Following the inquest, and in light of the recent incident involving crewmember Jacob Nicol, who is in a coma after falling from motoryacht Kibo in Mallorca, The Sunday Times newspaper has published an article discussing the dangers associated with superyacht crew’s work schedules, and certain concerns over their safety.
Hanlon was reported to be making his first voyage as a crewmember on Faith from St Mareen to Antibes. On the day Faith docked at Antibes, Hanlon allegedly went ashore to meet friends, but on returning to the yacht found that there was no officer of the watch on duty and he could not get aboard. His family believe that he fell while trying to climb aboard the vessel. The boat’s owners and insurers maintained that Hanlon had fallen asleep on the third deck, and rolled off the vessel. Hi body was discovered under the boat with injuries that were consistent with a fall.
Part of the investigation was to assess a dialogue between Hanlon and his mother during the crossing, made over Facebook. “As the journey progresses, Hanlon complains of being unable to sleep, and the inquest will study the shift patterns on the yacht and whether he was put under undue stress by his working schedules,” the article reads.
"We have concerns about crew safety particularly in the superyacht sector. It’s such a booming industry that it’s hard to police or regulate."
“On his final day alive … Hanlon had worked from 6pm to 10m the previous night, then from 2am to 6am, and was due to rest. He was online at 4.09am, finished at 6am and was woken at 8am as all crewmembers had to be on duty while the boat docked in Antibes.” At a pre-inquest review in January, Hanlon’s mother told the Cumbria assistant coroner, Alan Sharp, that Hanlon had been asked to work ‘illegal hours’, which had contributed to his exhaustion.

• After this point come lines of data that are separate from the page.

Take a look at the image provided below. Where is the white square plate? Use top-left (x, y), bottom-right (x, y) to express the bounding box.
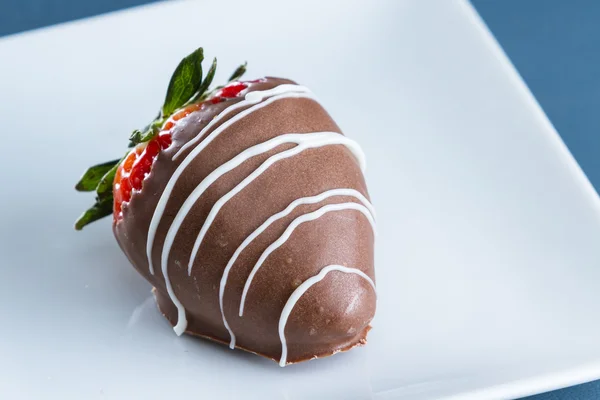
top-left (1, 1), bottom-right (600, 399)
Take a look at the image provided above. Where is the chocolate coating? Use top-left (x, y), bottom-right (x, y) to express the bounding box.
top-left (114, 78), bottom-right (376, 365)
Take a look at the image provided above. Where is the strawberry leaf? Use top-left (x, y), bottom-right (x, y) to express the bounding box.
top-left (128, 129), bottom-right (144, 147)
top-left (96, 159), bottom-right (122, 198)
top-left (75, 47), bottom-right (251, 231)
top-left (74, 153), bottom-right (125, 229)
top-left (228, 61), bottom-right (247, 82)
top-left (129, 126), bottom-right (158, 147)
top-left (162, 47), bottom-right (204, 117)
top-left (189, 57), bottom-right (217, 104)
top-left (201, 57), bottom-right (218, 93)
top-left (75, 196), bottom-right (113, 230)
top-left (75, 159), bottom-right (120, 192)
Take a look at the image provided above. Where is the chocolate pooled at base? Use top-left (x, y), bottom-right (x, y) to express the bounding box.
top-left (113, 77), bottom-right (376, 365)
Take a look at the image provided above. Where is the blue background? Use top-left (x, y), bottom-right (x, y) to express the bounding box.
top-left (1, 0), bottom-right (598, 398)
top-left (475, 0), bottom-right (600, 199)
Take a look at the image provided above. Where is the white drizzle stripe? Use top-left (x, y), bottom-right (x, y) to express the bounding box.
top-left (172, 84), bottom-right (311, 160)
top-left (239, 203), bottom-right (376, 317)
top-left (187, 132), bottom-right (367, 276)
top-left (165, 133), bottom-right (365, 335)
top-left (146, 85), bottom-right (315, 275)
top-left (160, 132), bottom-right (360, 334)
top-left (163, 269), bottom-right (187, 336)
top-left (219, 189), bottom-right (375, 349)
top-left (278, 265), bottom-right (376, 367)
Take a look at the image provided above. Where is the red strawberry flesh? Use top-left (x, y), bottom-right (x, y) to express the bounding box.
top-left (112, 81), bottom-right (250, 221)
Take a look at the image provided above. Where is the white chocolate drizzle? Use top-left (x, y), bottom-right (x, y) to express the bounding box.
top-left (147, 84), bottom-right (316, 276)
top-left (219, 189), bottom-right (375, 349)
top-left (187, 132), bottom-right (366, 275)
top-left (278, 265), bottom-right (376, 367)
top-left (239, 202), bottom-right (376, 316)
top-left (164, 133), bottom-right (365, 335)
top-left (144, 82), bottom-right (375, 346)
top-left (172, 84), bottom-right (311, 160)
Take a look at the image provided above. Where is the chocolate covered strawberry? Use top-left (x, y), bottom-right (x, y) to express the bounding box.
top-left (75, 48), bottom-right (248, 229)
top-left (75, 47), bottom-right (376, 366)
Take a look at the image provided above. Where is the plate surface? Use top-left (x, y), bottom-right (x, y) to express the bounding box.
top-left (1, 1), bottom-right (600, 399)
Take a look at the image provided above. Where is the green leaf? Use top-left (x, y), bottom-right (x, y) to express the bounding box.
top-left (74, 48), bottom-right (247, 232)
top-left (128, 129), bottom-right (144, 147)
top-left (228, 61), bottom-right (247, 82)
top-left (150, 118), bottom-right (165, 131)
top-left (138, 129), bottom-right (157, 143)
top-left (129, 127), bottom-right (155, 147)
top-left (189, 57), bottom-right (217, 103)
top-left (75, 159), bottom-right (120, 192)
top-left (162, 47), bottom-right (204, 117)
top-left (96, 160), bottom-right (121, 198)
top-left (74, 153), bottom-right (127, 229)
top-left (74, 196), bottom-right (113, 230)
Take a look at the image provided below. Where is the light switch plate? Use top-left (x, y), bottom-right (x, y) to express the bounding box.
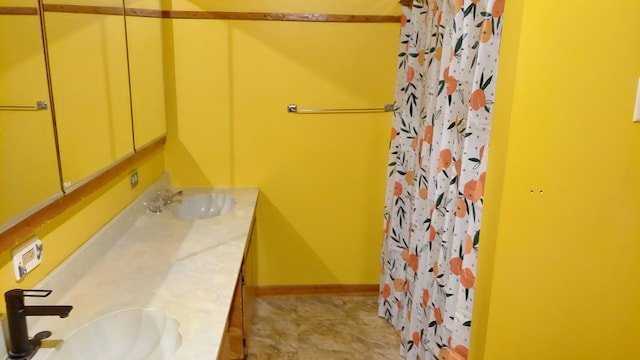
top-left (130, 169), bottom-right (139, 189)
top-left (634, 77), bottom-right (640, 122)
top-left (12, 237), bottom-right (43, 281)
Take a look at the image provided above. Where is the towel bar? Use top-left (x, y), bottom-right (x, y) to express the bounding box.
top-left (0, 101), bottom-right (48, 111)
top-left (287, 103), bottom-right (393, 114)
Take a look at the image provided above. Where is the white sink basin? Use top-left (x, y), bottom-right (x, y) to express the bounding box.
top-left (173, 193), bottom-right (235, 220)
top-left (45, 308), bottom-right (181, 360)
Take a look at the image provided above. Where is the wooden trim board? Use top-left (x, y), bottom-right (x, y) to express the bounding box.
top-left (160, 10), bottom-right (400, 23)
top-left (42, 4), bottom-right (124, 16)
top-left (256, 284), bottom-right (379, 297)
top-left (0, 7), bottom-right (38, 15)
top-left (35, 4), bottom-right (399, 23)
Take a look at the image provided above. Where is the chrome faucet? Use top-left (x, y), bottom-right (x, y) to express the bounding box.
top-left (161, 190), bottom-right (183, 205)
top-left (4, 289), bottom-right (73, 360)
top-left (148, 189), bottom-right (183, 214)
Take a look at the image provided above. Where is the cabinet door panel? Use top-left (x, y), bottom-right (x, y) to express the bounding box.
top-left (0, 7), bottom-right (61, 230)
top-left (126, 15), bottom-right (166, 148)
top-left (45, 11), bottom-right (133, 190)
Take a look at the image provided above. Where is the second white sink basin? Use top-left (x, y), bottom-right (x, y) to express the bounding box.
top-left (173, 193), bottom-right (236, 220)
top-left (45, 308), bottom-right (181, 360)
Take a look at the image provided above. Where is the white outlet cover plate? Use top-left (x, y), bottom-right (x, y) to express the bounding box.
top-left (12, 237), bottom-right (43, 281)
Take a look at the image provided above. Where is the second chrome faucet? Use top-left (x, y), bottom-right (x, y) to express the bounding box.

Commenting on the case, Andrew Linington of Nautilus International, a seafarers’ union, believes that the safety of superyacht crew is a growing concern. “We have concerns about crew safety particularly in the superyacht sector. It’s such a booming industry that it’s hard to police or regulate,” he explains. “The sea is a dangerous place; the death rate for sailors is above anything on land. Safety is not taken as seriously as we would like it to be.”